Retro-commissioning of four Morgan Stanley buildings in New York, managed by Houston-based Hines Property Management, provides an example of how the process works. The project began with the selection of commissioning team members for each building comprised of Hines building engineers and the retro-commissioning agent, Old Saybrook, Conn.-based Strategic Building Solutions. An energy audit was done in conjunction with the retro-commissioning process.
During the discovery phase, the team reviewed building operating procedures, documentation and drawings along with the original design intent of the building, explains Dan Pugliese, director of engineering at New York-based Morgan Stanley. The reviews identified over 150energy conservation measures, or ECMs. Each ECM was listed in a matrix showing the implementation cost and return on investment.

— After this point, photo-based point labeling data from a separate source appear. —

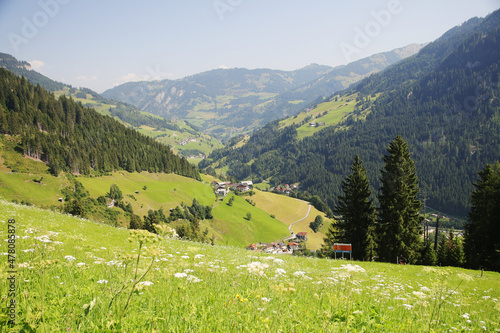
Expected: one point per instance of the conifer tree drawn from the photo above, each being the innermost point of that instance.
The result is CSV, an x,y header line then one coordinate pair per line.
x,y
482,241
399,221
357,214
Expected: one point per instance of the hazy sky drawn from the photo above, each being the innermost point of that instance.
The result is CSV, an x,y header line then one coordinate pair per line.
x,y
101,43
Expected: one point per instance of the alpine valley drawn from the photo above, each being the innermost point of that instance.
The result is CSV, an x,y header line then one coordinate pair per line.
x,y
229,200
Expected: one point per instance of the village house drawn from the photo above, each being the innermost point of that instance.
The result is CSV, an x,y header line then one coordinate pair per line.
x,y
302,236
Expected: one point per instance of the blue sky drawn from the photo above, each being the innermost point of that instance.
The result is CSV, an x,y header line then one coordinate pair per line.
x,y
99,44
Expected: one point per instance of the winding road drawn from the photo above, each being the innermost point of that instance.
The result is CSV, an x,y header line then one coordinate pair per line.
x,y
290,226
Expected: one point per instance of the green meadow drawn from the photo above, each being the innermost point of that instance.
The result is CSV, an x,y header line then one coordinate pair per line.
x,y
74,275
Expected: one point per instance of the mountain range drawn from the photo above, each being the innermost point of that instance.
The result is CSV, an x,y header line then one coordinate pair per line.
x,y
226,102
444,101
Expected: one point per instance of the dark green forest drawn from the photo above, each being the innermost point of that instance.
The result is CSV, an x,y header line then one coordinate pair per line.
x,y
72,138
444,101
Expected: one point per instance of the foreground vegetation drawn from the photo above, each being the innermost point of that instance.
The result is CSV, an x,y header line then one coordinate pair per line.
x,y
75,275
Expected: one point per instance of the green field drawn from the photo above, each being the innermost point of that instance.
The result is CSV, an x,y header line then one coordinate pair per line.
x,y
330,113
73,275
288,210
232,223
144,191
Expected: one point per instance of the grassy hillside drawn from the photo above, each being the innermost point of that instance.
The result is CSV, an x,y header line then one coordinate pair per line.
x,y
76,275
26,180
185,140
289,210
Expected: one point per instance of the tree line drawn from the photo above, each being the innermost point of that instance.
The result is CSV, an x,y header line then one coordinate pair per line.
x,y
393,230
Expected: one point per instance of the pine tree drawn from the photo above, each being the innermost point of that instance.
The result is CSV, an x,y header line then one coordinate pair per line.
x,y
428,256
399,221
357,214
482,241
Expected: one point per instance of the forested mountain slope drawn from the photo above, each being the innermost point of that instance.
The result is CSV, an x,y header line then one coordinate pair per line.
x,y
225,102
73,138
444,101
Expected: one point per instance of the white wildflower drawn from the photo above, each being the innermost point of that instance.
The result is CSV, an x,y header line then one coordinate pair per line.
x,y
299,273
256,268
193,279
43,239
408,306
419,294
180,275
146,283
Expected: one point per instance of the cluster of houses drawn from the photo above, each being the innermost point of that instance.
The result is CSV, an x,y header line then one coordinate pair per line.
x,y
186,141
285,189
223,188
280,248
274,248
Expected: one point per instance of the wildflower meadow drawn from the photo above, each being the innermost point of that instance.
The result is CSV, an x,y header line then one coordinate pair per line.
x,y
74,275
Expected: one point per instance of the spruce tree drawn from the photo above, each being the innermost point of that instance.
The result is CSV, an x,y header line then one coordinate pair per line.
x,y
399,221
356,212
482,241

ECMs with paybacks under two years were implemented. They range from simple operation strategies which required no capital expenditures to fan upgrades and other retrofits, Pugliese says. The measurement and verification phase, now in process, is determining if the projects reaped the intended return on investment and expected energy savings.
NYSERDA, the New York State Energy Research and Development Authority, provided funding for the work under a building performance project opportunity notice (PON) that paid for the retro-commissioning study and offered performance incentives for energy reductions. The project also took advantage of NYSERDA’s FlexTech program that offers a 50/50 cost share for technical assistance.
To date the facilities have reduced electricity usage by 21 percent and fossil fuel consumption by 26 percent. Expected saving are $2.4 million annually. Given the success of the project, the firm is now considering implementation of ECMs with paybacks of 3.7 years or less, Pugliese says.